Une utilisation efficace des ressources

Les membres de notre Comité sont d’avis que, pour optimiser cette capacité nationale, le gouvernement doit faire un usage intelligent et réfléchi de toutes les ressources qui sont à sa disposition. Cela suppose une utilisation prudente de notre voisinage avec la force militaire de la seule superpuissance mondiale encore existante - un pays avec lequel nous partageons un continent, mais aussi des ennemis communs.

Le lieutenant-général George Macdonald, vice-chef d’état-major des Forces canadiennes, a déclaré au Comité que le Canada et les États-Unis devaient au moins envisager d’étendre aux opérations maritimes et terrestres la coopération qu’ils entretiennent dans le domaine de la défense aérienne au sein du NORAD.

Dans un témoignage subséquent, le lgén Macdonald et Jill Sinclair, sous-ministre adjointe par intérim responsable de la sécurité et des politiques au ministère des Affaires étrangères et du Commerce international, ont affirmé que le gouvernement fédéral ne prévoyait aucun mécanisme comparable à NORAD pour les opérations maritimes ou terrestres. De fait, Mme Sinclair a déclaré au Comité que le gouvernement n’envisageait rien de plus que des mesures de planification et de coordination à cet égard et qu’il pourrait n’apporter aucune amélioration. Les ministères concernés, a-t-elle dit, envisagent au plus des " mesures modestes et pratiques qui pourraient être - ou ne pas être - nécessaires à l’amélioration des capacités existantes ".

Le Comité estime qu’une coordination plus serrée des moyens des deux pays s’impose. En tout cas, nous récusons tout à fait l’idée qu’une coordination continentale plus poussée de la surveillance des côtes et/ou de l’utilisation des troupes au sol pourrait " ne pas être " nécessaire. Ce resserrement est indispensable, et nos recommandations vont dans ce sens.
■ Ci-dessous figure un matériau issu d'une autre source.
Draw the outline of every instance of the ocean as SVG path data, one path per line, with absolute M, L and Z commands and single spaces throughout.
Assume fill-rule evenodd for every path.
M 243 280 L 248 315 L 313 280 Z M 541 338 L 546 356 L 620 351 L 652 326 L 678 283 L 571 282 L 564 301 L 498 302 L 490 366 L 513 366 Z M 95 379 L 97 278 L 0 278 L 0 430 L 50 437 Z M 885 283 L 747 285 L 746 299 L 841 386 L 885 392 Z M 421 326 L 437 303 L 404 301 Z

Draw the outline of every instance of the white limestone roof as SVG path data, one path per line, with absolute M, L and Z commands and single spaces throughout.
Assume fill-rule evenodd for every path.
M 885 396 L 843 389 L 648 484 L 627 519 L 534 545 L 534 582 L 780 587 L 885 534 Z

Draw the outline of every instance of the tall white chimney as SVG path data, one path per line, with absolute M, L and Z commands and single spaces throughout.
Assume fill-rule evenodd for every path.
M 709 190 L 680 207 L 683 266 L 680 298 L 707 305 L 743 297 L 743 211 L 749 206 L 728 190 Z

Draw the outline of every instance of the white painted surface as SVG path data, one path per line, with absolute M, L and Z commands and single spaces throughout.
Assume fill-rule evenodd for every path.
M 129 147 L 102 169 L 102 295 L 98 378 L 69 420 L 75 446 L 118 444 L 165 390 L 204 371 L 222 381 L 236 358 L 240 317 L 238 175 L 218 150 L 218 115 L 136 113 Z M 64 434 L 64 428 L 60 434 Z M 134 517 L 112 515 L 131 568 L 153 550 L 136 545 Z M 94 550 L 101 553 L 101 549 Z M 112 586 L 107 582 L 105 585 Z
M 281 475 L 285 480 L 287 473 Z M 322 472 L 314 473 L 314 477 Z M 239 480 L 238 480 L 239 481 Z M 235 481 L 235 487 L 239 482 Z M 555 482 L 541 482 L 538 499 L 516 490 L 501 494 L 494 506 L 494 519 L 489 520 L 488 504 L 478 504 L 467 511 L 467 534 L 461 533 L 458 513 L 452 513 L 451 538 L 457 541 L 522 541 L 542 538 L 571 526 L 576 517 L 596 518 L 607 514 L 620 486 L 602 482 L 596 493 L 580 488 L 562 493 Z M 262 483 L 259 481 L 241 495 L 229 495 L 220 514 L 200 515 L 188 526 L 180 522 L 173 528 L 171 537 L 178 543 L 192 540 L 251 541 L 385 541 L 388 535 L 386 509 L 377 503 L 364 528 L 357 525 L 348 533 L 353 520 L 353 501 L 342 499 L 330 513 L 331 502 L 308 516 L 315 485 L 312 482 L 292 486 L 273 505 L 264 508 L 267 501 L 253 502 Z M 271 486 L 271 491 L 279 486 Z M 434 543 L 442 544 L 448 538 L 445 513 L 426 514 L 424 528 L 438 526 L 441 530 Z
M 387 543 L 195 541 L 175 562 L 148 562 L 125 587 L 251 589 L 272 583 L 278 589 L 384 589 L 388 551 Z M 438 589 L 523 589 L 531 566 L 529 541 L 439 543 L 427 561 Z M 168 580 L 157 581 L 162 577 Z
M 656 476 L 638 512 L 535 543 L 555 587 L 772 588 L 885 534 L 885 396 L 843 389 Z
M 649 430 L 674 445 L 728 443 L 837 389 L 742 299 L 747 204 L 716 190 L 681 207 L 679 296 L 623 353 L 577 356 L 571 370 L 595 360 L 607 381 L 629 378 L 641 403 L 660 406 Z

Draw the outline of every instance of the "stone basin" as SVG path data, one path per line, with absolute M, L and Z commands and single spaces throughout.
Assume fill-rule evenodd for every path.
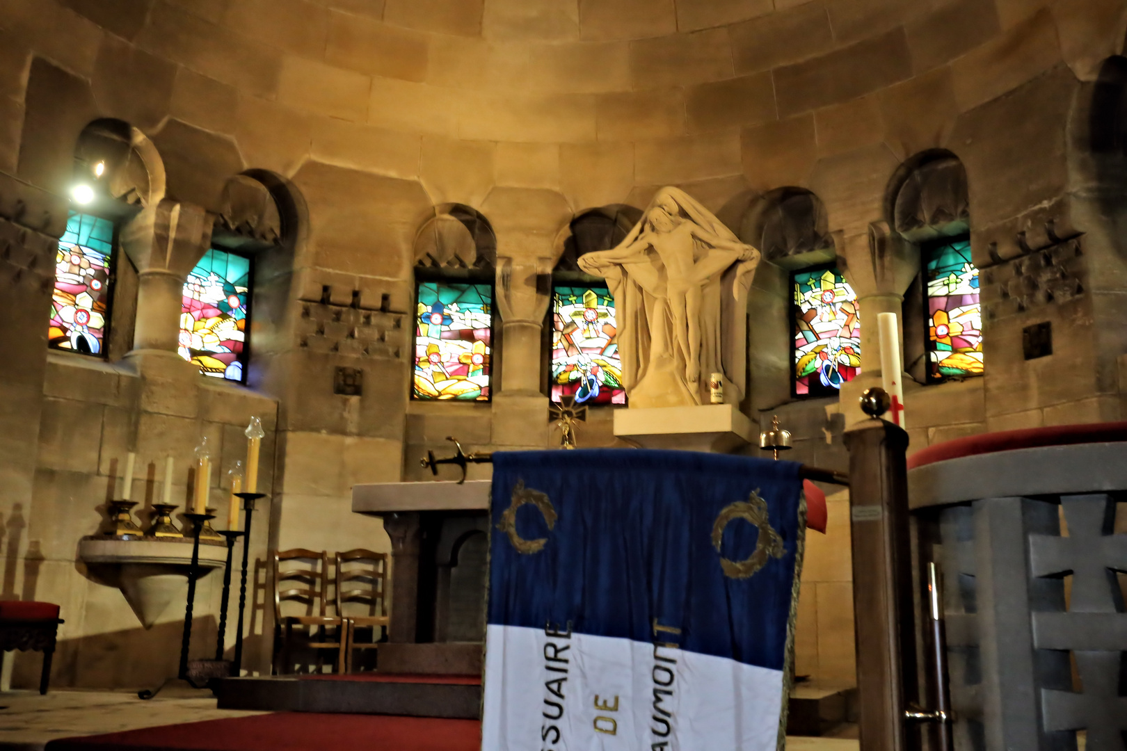
M 148 629 L 188 584 L 192 539 L 83 537 L 78 544 L 78 557 L 96 581 L 122 590 Z M 225 565 L 225 542 L 199 543 L 199 579 Z

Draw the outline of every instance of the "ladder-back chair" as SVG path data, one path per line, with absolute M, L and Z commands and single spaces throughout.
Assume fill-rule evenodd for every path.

S’agissant d’une coopération plus large entre le Canada et les États-Unis pour la défense du continent nord-américain, les membres du Comité sont convaincus qu’un élargissement mesuré du partenariat militaire entre le Canada et les États-Unis serait de nature à améliorer le processus consultatif entre les deux pays. Il pourrait bien également réduire les probabilités que les États-Unis entreprennent une action militaire unilatérale pour défendre le continent nord-américain.